Disclaimer: Original article, shall not be reproduced without permission.

Audio visualization is a very “beautiful” topic, and its complexity depends heavily on the visual scheme (some examples), which determines your technical scheme, such as three.js, pixi.js, etc.

No matter what rendering scheme you choose, the part of processing audio signals is the same. This article will elaborate on the processing of audio signals, hoping to popularize the basic knowledge of audio (due to the limited ability to avoid mistakes, welcome to point out).

The first five parts are mainly theoretical and basic concepts that you can skip if you are not interested.

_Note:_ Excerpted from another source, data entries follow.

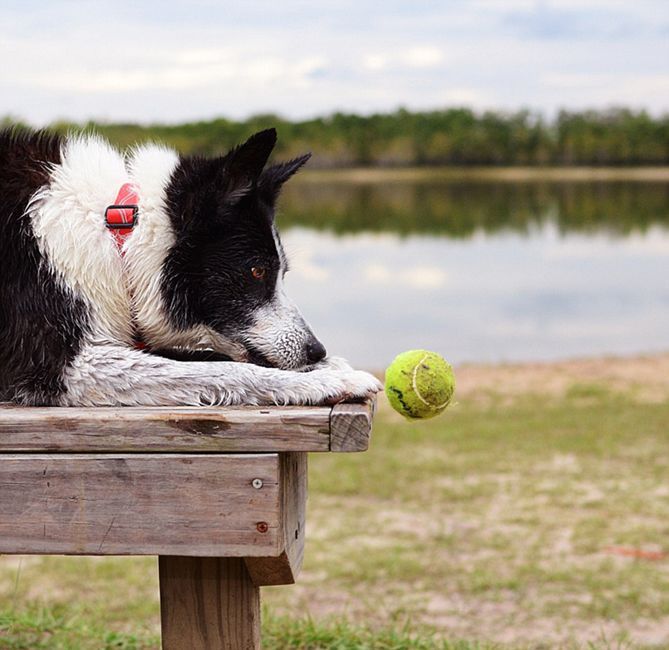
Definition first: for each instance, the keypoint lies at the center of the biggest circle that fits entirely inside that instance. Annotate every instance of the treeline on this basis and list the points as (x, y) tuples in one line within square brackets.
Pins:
[(446, 137)]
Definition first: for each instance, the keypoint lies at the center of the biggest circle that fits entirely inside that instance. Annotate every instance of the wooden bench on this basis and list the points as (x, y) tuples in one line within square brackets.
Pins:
[(218, 494)]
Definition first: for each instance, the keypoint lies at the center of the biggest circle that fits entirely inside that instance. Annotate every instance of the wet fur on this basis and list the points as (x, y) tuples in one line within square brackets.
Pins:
[(71, 304)]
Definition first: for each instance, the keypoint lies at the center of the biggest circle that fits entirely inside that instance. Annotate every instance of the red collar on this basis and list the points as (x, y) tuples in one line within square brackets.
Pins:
[(121, 216)]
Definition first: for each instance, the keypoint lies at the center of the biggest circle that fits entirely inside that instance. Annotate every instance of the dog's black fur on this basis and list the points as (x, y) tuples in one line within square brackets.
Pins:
[(42, 324)]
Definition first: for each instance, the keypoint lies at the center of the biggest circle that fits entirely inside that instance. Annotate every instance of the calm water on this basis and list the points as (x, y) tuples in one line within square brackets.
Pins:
[(483, 271)]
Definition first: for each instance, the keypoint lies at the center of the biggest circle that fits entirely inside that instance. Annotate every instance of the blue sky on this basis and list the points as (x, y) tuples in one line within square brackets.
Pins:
[(167, 61)]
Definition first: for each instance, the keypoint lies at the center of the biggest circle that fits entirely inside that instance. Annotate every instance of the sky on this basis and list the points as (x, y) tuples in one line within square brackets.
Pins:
[(163, 61)]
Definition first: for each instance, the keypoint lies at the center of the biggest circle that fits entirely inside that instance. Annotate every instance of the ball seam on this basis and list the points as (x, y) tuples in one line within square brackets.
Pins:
[(414, 383)]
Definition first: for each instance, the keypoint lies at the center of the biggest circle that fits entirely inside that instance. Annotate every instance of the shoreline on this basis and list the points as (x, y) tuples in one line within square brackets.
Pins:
[(371, 175)]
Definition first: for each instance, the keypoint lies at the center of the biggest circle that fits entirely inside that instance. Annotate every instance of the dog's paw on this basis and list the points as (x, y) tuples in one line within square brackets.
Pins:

  • Github address: sound-processor
  • Three examples (audio is slow to load on Git and takes a little longer to load) :
  1. Not;

  1. Demo2;

  1. Demo3.

What is sound?

Sound comes from vibration and spreads through sound waves. Countless hair cells in the human ear will convert vibration signals into electrical signals and transmit them to the brain through auditory nerve, forming “sound” in human subjective consciousness. After sound waves enter the ear, different parts of the cochlea are sensitive to sound differently because of the special structure:

High frequency sounds are perceived near the root of the cochlea, while low frequency sounds are perceived near the end of the cochlea. Therefore, people’s perception of different frequencies is non-linear, which is the basis of subsequent acoustic weight measurement.

Two, acoustic meter

Acoustic weights commonly include frequency weights and time weights, and their function is to simulate the nonlinear experience of human ear to different frequencies of sound:

  • Insensitive to low frequency sound;
  • The most sensitive area is in1~5K HzBetween;
  • Upper limit on15~20K HzBetween;

The auditory range of human ear is shown in the figure below:

2.1 Frequency meter weight

Frequency meter weight is acting on the frequency spectrum of audio signals, commonly used are: A, B, C, D four:

Among them, A weighting is closest to people’s subjective feeling, which will weaken the insensitive part of human ear in low and high frequency parts. Therefore, A weighting method should be selected in audio visualization, and detailed explanation can be read in Wiki.

2.2 Time weighting

Reality where the sound is continuous, voice of feelings is also in charge of the result of the accumulation (imagine, caused the eardrum vibrates, the first wave of acoustic vibration can not stop, the second wave of the voice came, so the actual vibration of the eardrum is the result of sound waves on the time accumulation), time weighting is the median of the sound is continuous time. For the signal that changes quickly, we can use the interval of 125ms to average, and for the signal that changes slowly, we can use the interval of 1000ms.

Three, sound measurement

Sound Pressure Level (SPL) is the most commonly used physical quantity in Sound measurement. The audible sound pressure range of human ear is 2×10-5Pa~20Pa, and the corresponding sound pressure level range is 0~120dB.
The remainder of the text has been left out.